Re: Exclude folders from scanning?

  • 14 July 2012
  • 2 replies

Ugh..well I was trying to get my company off of AVG/Norton/Panda .
I personally run Webroot on 5 personal machines.
Unfortunately the inability to exclude folders ie e:SupportSecurityTools on our customer servers/Terminalservers from scans is a show stopper.
In the real world..users forget passwords to outlook,zip files.. Download crap which does strange things.... We also store software/misc tools for decoding passwords... scanning networks/packet sniffers; Nirsoft tools.... most of which can be considered hacker tools in the wrong hands.
My Techs now hate Webroot because it munches their tools on remote servers. They have to disable Webroot completely (VERY BAD) download the deleted tools... run 'em and then re-enable Webroot.. This costs time/money and frustration.
Only they (techs) have administrator access and Administrator read/execute is required for those special "Tools" directories. If Hacker/virus gets admin access... server is pretty much screwed anyway so the "it opens up a security hole" argument is invalid.
So.. I have egg on my face... and Webroot will never see the revenue from ~500-1500 licenses...This might be chump change for Webroot.. But I am 1 of many companies looking to get away from Bloated/slow/expensvie AV products (I'm not going to mention Panda,AVG,Norton because if you use WebRoot.. you probably have been burned by 'em)
Webroot is a great product from developer point of view. its fast/low memory/fast and low memory :)
... I have a READ ONLY USB stick I keep my "evil tools" from being wiped out by webroot. This doesn't work when server is 300 miles away :<.
I'm hoping Webroot changes its "mind" ... or another similar product comes along which is more repsonsive to customer desires. Even a Checkbox "I am not a dumb A** let me exclude these directories" would work.
Remember #1 rule for a successful ISV is to keep your paying customers happy... they tend to keep forking $$$ over.
I have had to do thing that I feel are technically/philosophically wrong... But I don't make money being "Right" in my mind... I make money by making customers happy… and sometimes. Fixing problems  they create after I warned ‘em not to.

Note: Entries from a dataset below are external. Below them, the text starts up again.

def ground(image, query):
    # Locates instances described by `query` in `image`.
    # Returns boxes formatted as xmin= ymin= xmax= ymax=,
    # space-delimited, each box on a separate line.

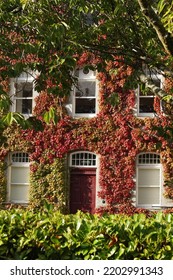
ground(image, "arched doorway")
xmin=69 ymin=152 xmax=97 ymax=213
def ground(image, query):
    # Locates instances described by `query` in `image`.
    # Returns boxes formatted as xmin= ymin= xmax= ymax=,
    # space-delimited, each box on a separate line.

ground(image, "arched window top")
xmin=11 ymin=152 xmax=29 ymax=163
xmin=137 ymin=153 xmax=160 ymax=165
xmin=75 ymin=68 xmax=96 ymax=79
xmin=70 ymin=152 xmax=96 ymax=167
xmin=15 ymin=71 xmax=35 ymax=81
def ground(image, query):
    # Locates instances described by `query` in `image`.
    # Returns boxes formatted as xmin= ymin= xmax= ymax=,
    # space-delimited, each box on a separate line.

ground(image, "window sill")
xmin=137 ymin=113 xmax=156 ymax=118
xmin=137 ymin=205 xmax=173 ymax=210
xmin=1 ymin=202 xmax=28 ymax=208
xmin=10 ymin=201 xmax=29 ymax=204
xmin=73 ymin=114 xmax=96 ymax=119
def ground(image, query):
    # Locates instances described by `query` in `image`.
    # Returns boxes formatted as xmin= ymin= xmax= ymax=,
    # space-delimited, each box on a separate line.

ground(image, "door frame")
xmin=69 ymin=151 xmax=98 ymax=213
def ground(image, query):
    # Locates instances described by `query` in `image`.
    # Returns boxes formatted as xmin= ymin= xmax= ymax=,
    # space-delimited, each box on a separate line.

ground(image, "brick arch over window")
xmin=136 ymin=153 xmax=162 ymax=208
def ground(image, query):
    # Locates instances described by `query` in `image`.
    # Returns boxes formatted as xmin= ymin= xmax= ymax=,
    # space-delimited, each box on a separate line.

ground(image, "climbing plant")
xmin=1 ymin=54 xmax=173 ymax=214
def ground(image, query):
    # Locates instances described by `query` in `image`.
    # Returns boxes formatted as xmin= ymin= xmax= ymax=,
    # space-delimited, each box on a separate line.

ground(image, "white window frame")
xmin=70 ymin=151 xmax=97 ymax=168
xmin=137 ymin=70 xmax=164 ymax=117
xmin=136 ymin=153 xmax=163 ymax=208
xmin=10 ymin=71 xmax=38 ymax=117
xmin=72 ymin=69 xmax=99 ymax=118
xmin=7 ymin=152 xmax=30 ymax=204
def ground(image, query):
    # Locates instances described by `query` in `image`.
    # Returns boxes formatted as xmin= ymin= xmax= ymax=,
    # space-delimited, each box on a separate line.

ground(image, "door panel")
xmin=70 ymin=168 xmax=96 ymax=214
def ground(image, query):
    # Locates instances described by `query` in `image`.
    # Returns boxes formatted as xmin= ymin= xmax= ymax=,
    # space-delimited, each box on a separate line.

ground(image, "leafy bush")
xmin=0 ymin=209 xmax=173 ymax=259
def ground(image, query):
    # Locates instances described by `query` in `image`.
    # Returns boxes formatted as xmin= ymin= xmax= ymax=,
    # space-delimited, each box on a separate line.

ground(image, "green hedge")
xmin=0 ymin=208 xmax=173 ymax=259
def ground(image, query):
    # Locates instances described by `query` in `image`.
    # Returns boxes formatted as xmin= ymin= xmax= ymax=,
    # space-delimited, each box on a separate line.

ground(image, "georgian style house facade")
xmin=1 ymin=57 xmax=173 ymax=214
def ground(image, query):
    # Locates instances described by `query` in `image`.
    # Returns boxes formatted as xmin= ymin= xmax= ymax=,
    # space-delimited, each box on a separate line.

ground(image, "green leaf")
xmin=2 ymin=112 xmax=13 ymax=125
xmin=43 ymin=107 xmax=58 ymax=125
xmin=157 ymin=0 xmax=167 ymax=14
xmin=165 ymin=245 xmax=171 ymax=251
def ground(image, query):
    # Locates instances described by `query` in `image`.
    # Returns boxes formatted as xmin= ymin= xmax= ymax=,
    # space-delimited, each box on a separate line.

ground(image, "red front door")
xmin=70 ymin=168 xmax=96 ymax=214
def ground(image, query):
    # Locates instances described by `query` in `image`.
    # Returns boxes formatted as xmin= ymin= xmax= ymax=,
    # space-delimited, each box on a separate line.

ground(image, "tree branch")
xmin=139 ymin=73 xmax=166 ymax=99
xmin=137 ymin=0 xmax=173 ymax=56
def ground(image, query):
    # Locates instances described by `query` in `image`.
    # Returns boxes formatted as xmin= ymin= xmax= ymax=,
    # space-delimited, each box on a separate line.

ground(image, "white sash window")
xmin=136 ymin=153 xmax=162 ymax=207
xmin=10 ymin=71 xmax=38 ymax=116
xmin=137 ymin=68 xmax=163 ymax=117
xmin=7 ymin=152 xmax=30 ymax=203
xmin=73 ymin=69 xmax=98 ymax=117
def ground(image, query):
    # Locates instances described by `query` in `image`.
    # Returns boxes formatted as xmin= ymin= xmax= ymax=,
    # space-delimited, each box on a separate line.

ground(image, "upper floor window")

Best answer by JimM 16 July 2012, 17:10

View original

2 replies

Userlevel 7
Hi James,
Now I'm really curious about the security tools being downloaded.  The entirety of Webroot is in the security industry and we have a proliferation of security tools that we use as well, but none of the legitimate utilities we have seen (from password crackers to sniffers to Nirsoft utilities) end up being flagged as malicious unless the copy of the tool that was acquired was infected on top of the security tool or was something that was explicitly a black-hat "security" utility (eg, has no value other than to cause live damage in environments).  You might want to have our threat researchers take a look at the utilities that are being run in this case, if you have not already opened a ticket.
As for exclusions, assuming you're running the Business Endpoint, access to the console allows for granular to global exclusion of any detection, and when set once, it continues to take effect indefinitely.  Since folder exclusions are already a security hole, and socially-engineering a user into adding an exclusion despite any number of warnings from the software is trivial, for the time being, we will continue to encourage more-granular solutions to things that need to be excluded.
Userlevel 7
I took the liberty of moving this to the business forum, since this part of the discussion concerns the business version specifically.
Kit is correct.  I would add that there is an idea in the Ideas Exchange that contains a feature request for the ability to locally batch-whitelist the current contents of a directory, while still allowing for the program to continue keeping an eye on that directory when files are added in the future.  That sounds like it would address your concern.  I would suggest adding your comments and kudos to that idea in order to move it along.  The more popular an idea is, the more likely it is to be implemented.